Em vermelho'

Derluh Dantas
- Então, o que faz aqui com esse vestido decotado e esse batom vermelho?

- Eu quis vir, sair um pouco... Acho que não lhe devo qualquer satisfação de minha presença aqui.

- Não esteja tão certa disso. Eu sou pago para manter a ordem e sua simples presença, perturbou todas essas pessoas do outro lado da rua. Elas não estão acostumadas a ver gente como você por aqui.

- Isso eu já havia percebido. Pessoas que são cinzas e simétricas, chatas (eu diria até) não estão habituadas há belas aves, sujeitos, almas.

- E por que você se acha melhor que elas?

- Não disse que eu era melhor, em momento algum. Mas, algo denuncia que estou em outro patamar, o azedume delas não interfere em meu ser, brilho, jeito. Porém, eles realmente se perturbaram com a simples presença de ‘alguém como eu’ aqui. – Riso alto e debochado.

- Você não tem medo de ser apedrejada ou apanhar, ser detida? Você não tem medo de morrer?

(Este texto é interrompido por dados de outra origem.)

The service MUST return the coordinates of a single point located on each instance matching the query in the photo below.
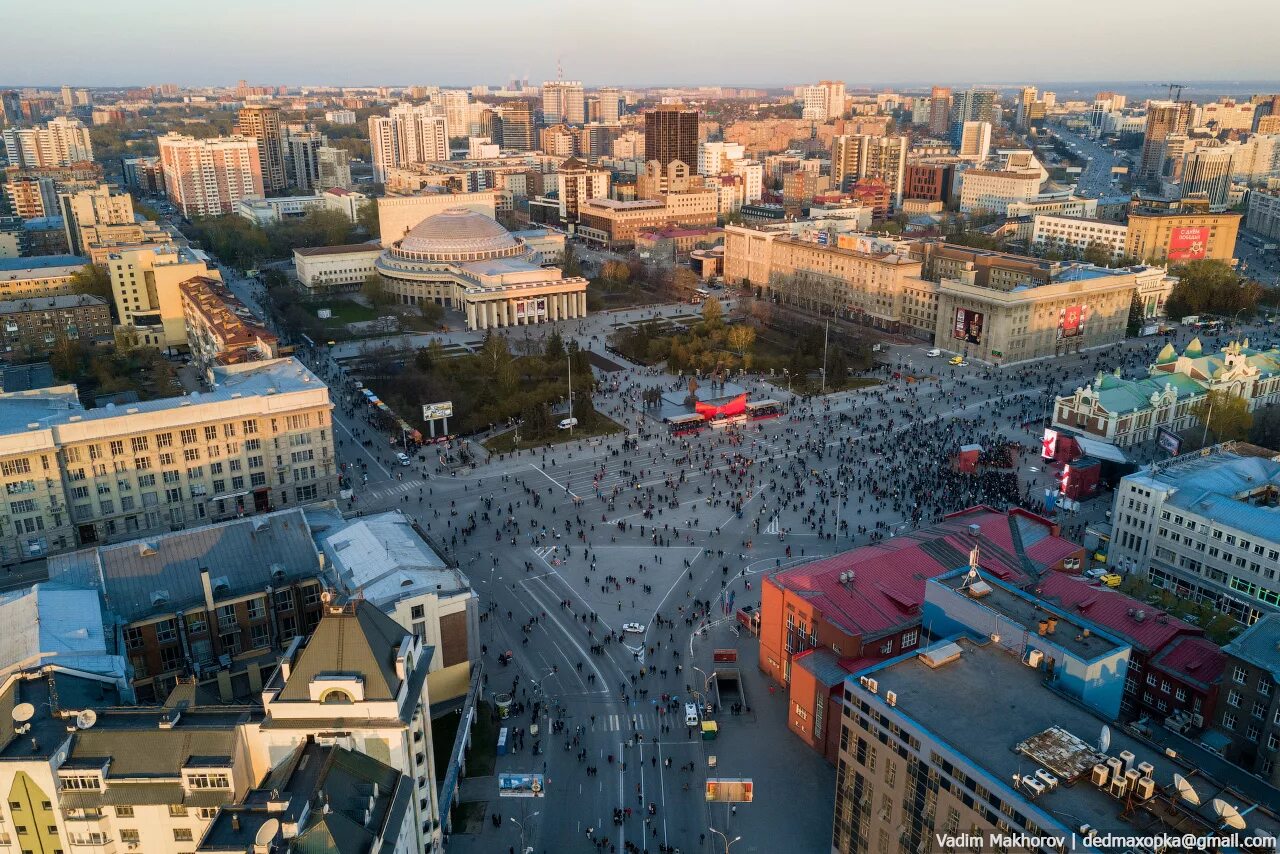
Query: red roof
(887, 588)
(1146, 628)
(1197, 661)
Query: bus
(760, 410)
(685, 424)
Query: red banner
(737, 406)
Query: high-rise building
(974, 141)
(563, 101)
(517, 126)
(263, 123)
(855, 156)
(407, 135)
(671, 133)
(208, 177)
(611, 104)
(1207, 170)
(940, 110)
(59, 142)
(1164, 119)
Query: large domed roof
(458, 231)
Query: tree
(1226, 416)
(375, 291)
(740, 338)
(713, 313)
(1136, 316)
(94, 279)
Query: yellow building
(147, 300)
(1157, 237)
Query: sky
(634, 42)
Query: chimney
(208, 585)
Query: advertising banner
(1070, 320)
(1188, 243)
(969, 325)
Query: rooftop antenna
(1185, 790)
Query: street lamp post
(725, 837)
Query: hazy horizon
(662, 42)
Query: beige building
(260, 439)
(324, 269)
(208, 177)
(147, 298)
(1075, 234)
(467, 261)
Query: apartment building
(33, 327)
(42, 275)
(1074, 234)
(59, 142)
(220, 329)
(1205, 526)
(260, 439)
(208, 177)
(147, 298)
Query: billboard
(1169, 441)
(1188, 243)
(969, 325)
(521, 785)
(727, 790)
(1070, 320)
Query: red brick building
(824, 620)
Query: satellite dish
(1185, 790)
(268, 831)
(1229, 814)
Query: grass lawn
(506, 442)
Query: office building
(467, 261)
(59, 142)
(1164, 119)
(1072, 236)
(145, 283)
(974, 142)
(575, 183)
(407, 135)
(671, 133)
(86, 210)
(263, 123)
(1205, 526)
(1247, 724)
(220, 329)
(208, 177)
(1264, 214)
(563, 103)
(1160, 236)
(260, 439)
(824, 619)
(33, 327)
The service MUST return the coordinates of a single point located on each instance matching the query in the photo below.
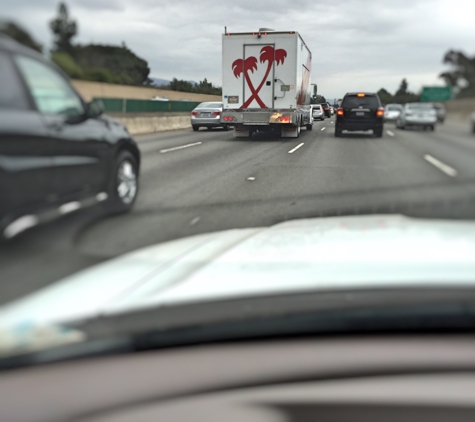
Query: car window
(50, 91)
(12, 93)
(210, 105)
(421, 106)
(355, 101)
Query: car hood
(294, 256)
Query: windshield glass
(210, 105)
(159, 154)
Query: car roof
(359, 92)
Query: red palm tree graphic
(269, 55)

- Tenho medo de tudo que você disse, mas eu não seria a primeira, possivelmente não seria a única. E irei morrer algum dia, como eles também. Mas, não vou viver minha vida fiscalizando o corpo ou o pecado alheio. Eu vim para ter desejos, ser cores, amores, estar hoje aqui de vermelho. Quando eu era pequeno, meu pai me batia querendo que eu me tornasse homem, macho, corajoso. Mas, sempre achei que ser livre é muito melhor e maior que tudo isso. Hoje o senhor me tratou como uma mulher leviana, uma puta de beira de esquina, que amedronta o marasmo da família tradicional e suas mentiras. Amanhã, possivelmente o senhor me ache uma aberração, fica na dúvida se sou homem ou mulher, me chamará de bixa ou algo de menor degrau. Outro dia, você me beijava atrás da mureta da escola, quando eu te parecia um menino e jogávamos bola, apostando quem perdesse chuparia o pau do outro. É, sargento Ricardo, eu sou Cristina essa noite, amanhã posso ser Lilith Latifah e ao seu passado eu sou o Betinho do melhor beijo e pau saboroso.

E aquele homem fardado, de aliança espessa no dedo, empurrou a mulher de vermelho e pediu para que ela o respeitasse e fosse embora, antes que algum colega se aproximasse para ver o enredo. E a mulher que sustentava um sorriso dissimulado, saiu em cima de seu salto trinta e cantou em alto e bom som:


- “I Will Survive!” Eu sou meu dono, sou anjo, demônio e pecado. Eu sou desejo!